In the first half of this year, Chubb generated 8.9% of its total revenue from investment income. The company is cheap, with a price-to-earnings (P/E) ratio just above 10 at Wednesday's close, and would certainly get a boost in a rising interest rate environment.
Progressive is another solid insurance company that's best known for its auto insurance, along with other coverage options for things like motorcycles and RVs. The insurer was an early mover in the telematics space, or usage-based insurance, when it introduced its Progressive Snapshot product back in 2011. This, along with its laser focus on auto insurance, has helped the insurer post stellar profit margins, helping the company beat the S&P 500 for over a decade now.
Progressive is in a strong position in the auto insurance market. It owns a 12.9% share of the personal auto insurance market and a 12.1% share of the commercial market.
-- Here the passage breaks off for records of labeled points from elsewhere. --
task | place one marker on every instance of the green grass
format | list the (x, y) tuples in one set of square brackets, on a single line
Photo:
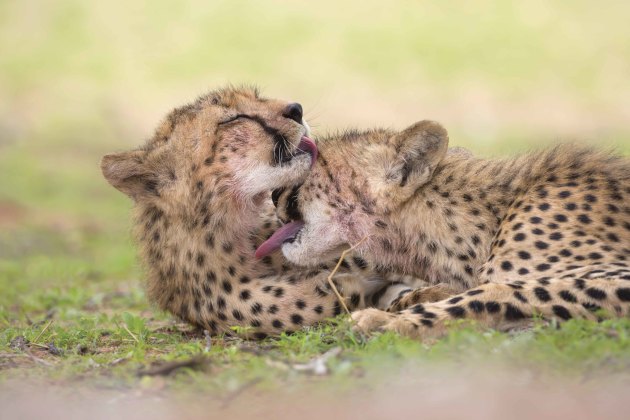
[(78, 80)]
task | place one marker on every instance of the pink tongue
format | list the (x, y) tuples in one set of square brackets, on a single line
[(309, 146), (278, 238)]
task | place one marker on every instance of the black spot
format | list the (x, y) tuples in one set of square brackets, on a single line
[(595, 293), (458, 311), (560, 218), (541, 245), (519, 237), (227, 286), (297, 319), (476, 306), (561, 312), (623, 294), (583, 218), (567, 296), (564, 194), (520, 297), (493, 307), (210, 240), (512, 313)]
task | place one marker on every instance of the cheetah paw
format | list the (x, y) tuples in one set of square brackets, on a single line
[(370, 320)]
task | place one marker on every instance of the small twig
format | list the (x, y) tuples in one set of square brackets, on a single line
[(332, 274), (43, 331), (41, 346), (208, 338), (168, 368)]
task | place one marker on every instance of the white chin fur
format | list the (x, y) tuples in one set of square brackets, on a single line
[(312, 247)]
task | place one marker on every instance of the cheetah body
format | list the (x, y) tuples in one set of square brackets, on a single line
[(545, 234)]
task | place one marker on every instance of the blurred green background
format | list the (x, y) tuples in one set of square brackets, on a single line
[(79, 79)]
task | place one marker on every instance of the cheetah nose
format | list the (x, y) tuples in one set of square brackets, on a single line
[(294, 112)]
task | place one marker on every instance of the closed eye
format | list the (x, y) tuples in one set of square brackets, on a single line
[(232, 119)]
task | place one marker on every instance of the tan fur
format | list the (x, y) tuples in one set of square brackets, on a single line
[(201, 191), (552, 223)]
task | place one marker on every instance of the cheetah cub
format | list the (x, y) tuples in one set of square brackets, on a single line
[(201, 190), (545, 234)]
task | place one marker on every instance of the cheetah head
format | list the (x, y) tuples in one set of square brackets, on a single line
[(359, 180), (231, 140)]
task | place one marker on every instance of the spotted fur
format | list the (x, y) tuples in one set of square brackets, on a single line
[(201, 188), (545, 234)]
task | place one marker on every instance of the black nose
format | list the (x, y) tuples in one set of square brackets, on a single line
[(294, 111)]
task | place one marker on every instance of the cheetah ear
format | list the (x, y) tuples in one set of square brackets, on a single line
[(128, 173), (421, 147)]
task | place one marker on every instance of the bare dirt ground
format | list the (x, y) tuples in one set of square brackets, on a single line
[(415, 394)]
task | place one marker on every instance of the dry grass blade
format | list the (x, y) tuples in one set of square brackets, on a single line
[(130, 333), (168, 368), (332, 274), (42, 331)]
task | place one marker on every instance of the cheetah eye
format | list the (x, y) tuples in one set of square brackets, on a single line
[(231, 119)]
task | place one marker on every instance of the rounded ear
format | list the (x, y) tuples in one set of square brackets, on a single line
[(420, 148), (127, 172)]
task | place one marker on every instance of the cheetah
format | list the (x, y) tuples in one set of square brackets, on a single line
[(543, 235), (201, 188)]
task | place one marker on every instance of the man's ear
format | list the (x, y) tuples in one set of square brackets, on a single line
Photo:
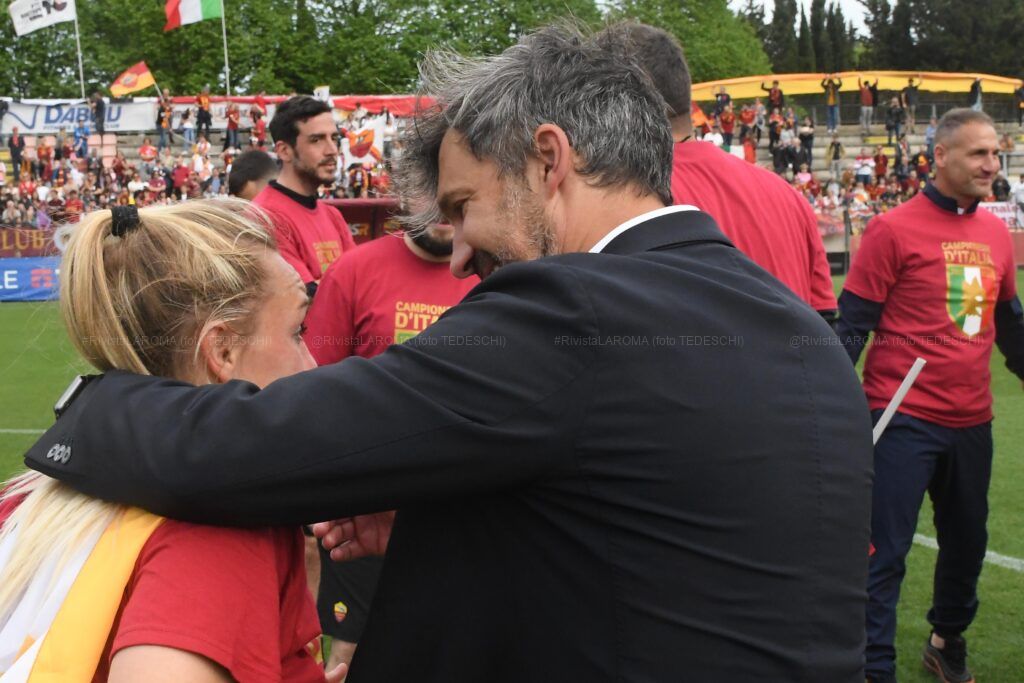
[(556, 156), (219, 349)]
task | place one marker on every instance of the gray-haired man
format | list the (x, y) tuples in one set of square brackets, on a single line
[(584, 493)]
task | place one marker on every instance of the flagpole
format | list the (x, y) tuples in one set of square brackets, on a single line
[(78, 43), (223, 31)]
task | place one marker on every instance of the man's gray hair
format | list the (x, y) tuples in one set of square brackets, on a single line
[(953, 119), (590, 85)]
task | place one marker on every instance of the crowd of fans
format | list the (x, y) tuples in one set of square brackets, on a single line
[(864, 181), (60, 178)]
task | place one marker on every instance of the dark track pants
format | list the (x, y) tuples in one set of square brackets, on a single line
[(954, 467)]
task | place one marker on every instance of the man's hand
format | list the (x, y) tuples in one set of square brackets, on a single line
[(352, 538)]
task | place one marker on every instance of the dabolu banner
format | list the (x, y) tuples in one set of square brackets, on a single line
[(29, 279), (49, 116)]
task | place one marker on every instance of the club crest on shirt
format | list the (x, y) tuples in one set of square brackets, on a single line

Despite being the top commercial auto insurance provider, Progressive continued to expand its offerings when it purchased Protective Insurance Corp. for $338 million, a deal that closed in June.
In the most recent quarter, Progressive saw net premiums increase 13.8%. However, larger loss expenses caused net income to decline 56% to $790 million in the quarter. The insurer has been hurt in the first half of this year as its property insurance coverage took a hit due to outsized claims from extreme weather events.
Investors shouldn't dwell too much on one quarter, though. Progressive has a history of healthy profit margins, as seen by its combined ratio, which is a key metric of an insurer's profitability. A ratio under 100% means the company is underwriting profitable policies, and Progressive has managed to achieve an impressive annual combined ratio of 96% or lower for over 20 years.
Progressive is also trading at a cheap valuation with a P/E ratio 10.3. While Progressive's investment income is only about 1.8% of its total revenue for the first six months of 2021, it would still welcome a rising interest rate environment, which would boost investment income for the already stellar company.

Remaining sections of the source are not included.